Primary study design	Interventional
Study design	Double-blind randomised placebo-controlled trial
Secondary study design	Randomised controlled trial
Study type	Participant information sheet
Scientific title	Double-blind, randomised, placebo-controlled pilot study of LC in systemic lupus erythematosus
Study acronym	RDCSLS
Study objectives	LC, a mixture of two traditional Chinese herbal formulas, has been used for treatment of various disorders attributed to inflammation, including rheumatoid arthritis, herpes zoster, psoriasis, etc.
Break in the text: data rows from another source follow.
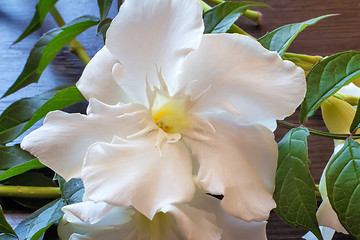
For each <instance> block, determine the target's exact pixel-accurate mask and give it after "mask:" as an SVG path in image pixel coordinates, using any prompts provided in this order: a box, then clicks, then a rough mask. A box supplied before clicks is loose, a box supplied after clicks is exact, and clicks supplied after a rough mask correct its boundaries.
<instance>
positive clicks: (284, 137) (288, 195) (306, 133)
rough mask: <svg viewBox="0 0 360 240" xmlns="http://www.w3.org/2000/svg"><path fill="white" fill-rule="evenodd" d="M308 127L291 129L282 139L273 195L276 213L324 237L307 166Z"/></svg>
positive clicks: (313, 183) (308, 161)
mask: <svg viewBox="0 0 360 240" xmlns="http://www.w3.org/2000/svg"><path fill="white" fill-rule="evenodd" d="M308 136H309V131H308V129H307V128H304V127H299V128H296V129H292V130H290V131H289V132H288V133H287V134H286V135H285V137H284V138H283V139H282V140H281V141H280V142H279V144H278V148H279V160H278V168H277V171H276V181H275V192H274V199H275V201H276V204H277V207H276V209H275V213H276V214H277V215H278V216H279V217H281V218H282V219H283V220H284V221H285V222H286V223H288V224H289V225H291V226H293V227H295V226H301V227H305V228H307V229H308V230H310V231H311V232H312V233H314V235H315V236H316V237H317V238H318V239H322V236H321V232H320V229H319V224H318V222H317V219H316V209H317V204H316V196H315V184H314V180H313V179H312V177H311V174H310V171H309V168H308V163H309V161H308V153H307V137H308Z"/></svg>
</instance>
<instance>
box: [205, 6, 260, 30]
mask: <svg viewBox="0 0 360 240" xmlns="http://www.w3.org/2000/svg"><path fill="white" fill-rule="evenodd" d="M205 1H206V2H208V3H212V4H215V5H219V4H221V3H223V2H225V1H223V0H205ZM242 16H243V17H246V18H247V19H249V20H251V21H253V22H254V23H256V24H257V25H260V24H261V19H262V14H261V12H258V11H253V10H246V11H245V12H244V14H243V15H242Z"/></svg>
Since immunopathological abnormalities usually occur in lupus mice and humans, we will evaluate the efficacy and safety of Chinese formula LC for the treatment of SLE patients. Hypothesis: Under conventional therapy, taking TCM formula LC would be beneficial to the quality of life (QOL) and/or disease activity of SLE patients better than patients receiving placebo.
Ethics approval(s)	Institutional Review Board/Chang Gung Memorial Hospital (IRB/CGMH), 11/11/2007, ref: 96-1117C
Health condition(s) or problem(s) studied	Systemic lupus erythematosus (SLE)
Intervention	1. Intervention group: 3 g LC orally, after meal three times daily for 4 months then withdraw for 2 months to observe the effects 2. Control group: 3 g placebo orally with the same frequency and duration
Intervention type	Drug
Phase	Not Applicable
Drug / device / biological / vaccine name(s)	Chinese formula LC
Primary outcome measure(s)	1. Lupus disease activity, measured using SLEDAI-2K score at screening visit and on days 1, 112 and 168 2. Antioxidant function, measured using total antioxidant capacity, nitric oxide (NO), malondialdehyde (MDA), etc, on days 1, 28, 56, 84 and 112 3. Immunological function, measured using antinuclear antibodies (ANA), anti-double strand deoxyribonucleic acid (DNA), anticardiolipin immunogobulin G (IgG), immunoglobulin M (IgM), erythrocyte sedimentation rate (ESR), etc, on days 1, 112 and 168
Key secondary outcome measure(s)	1. Quality of life, measured using the 36-item short-form health survey (SF-36) on days 1, 112 and 168 2. Dosage of oral glucocorticoid, each prescription converted to daily measure of a prednisone-equivalent dose (in milligrams), measured at screening visit and on days 1, 28, 56, 84, 112 and 168 3. Cell markers, measured using cluster of differentiation 31 (CD31), CD34, CD45, CD133, vascular endothelial growth factor receptor 2 (VEGFR2), on days 1, 28, 56, 84 and 112 Safety evaluation: 1. LC medication record, measured on days 1, 28, 56, 84 2. Adverse event record, measured on days 28, 56, 84 and 112 3. Physical examination, measured on days 1, 28, 56, 84 and 112 4. Laboratory tests (complete blood count [CBC], creatinine [Cr], blood urea nitrogen [BUN], AST, ALT), measured at screening visit and on days 1, 28, 56, 84, 112 and 168
Completion date	31/10/2010

Eligibility

Participant type(s)	Patient
Age group	Mixed
Sex	All
Target sample size at registration	90
Key inclusion criteria	1. Patients fulfill the revised American College of Rheumatology (ACR) criteria for systemic lupus erythematosus (SLE) 2. Systemic Lupus Erythematosus Disease Activity Index 2000 (SLEDAI-2K) score more than or equal to 2 and less than or equal to 36 3. Daily dose of prednisolone less than or equal to 0.6 mg/kg 4. Age more than or equal to 7 years old and body weight more than or equal to 40 kg, either sex
Key exclusion criteria	1. Alcoholism 2. Diabetes mellitus 3. Life-threatening disease 4. Pregnant or nursing women 5. Creatinine clearance less than or equal to 25 cc/min 6. Aspartate aminotransferase (AST), alanine aminotransferase (ALT) more than or equal to 2 x normal limit
Date of first enrolment	01/11/2007
Date of final enrolment	31/10/2010

Locations

Countries of recruitment

Taiwan

Study participating centre

No.123, Dinghu Road

Taoyuan
33375
Taiwan

Results and Publications

Individual participant data (IPD) Intention to share	No
IPD sharing plan summary	Not provided at time of registration
IPD sharing plan

Study outputs

Output type	Details	Date created	Date added	Peer reviewed?	Patient-facing?
Results article	results	05/02/2016		Yes	No
Participant information sheet	Participant information sheet	11/11/2025	11/11/2025	No	Yes

Editorial Notes

11/01/2017: Publication reference added.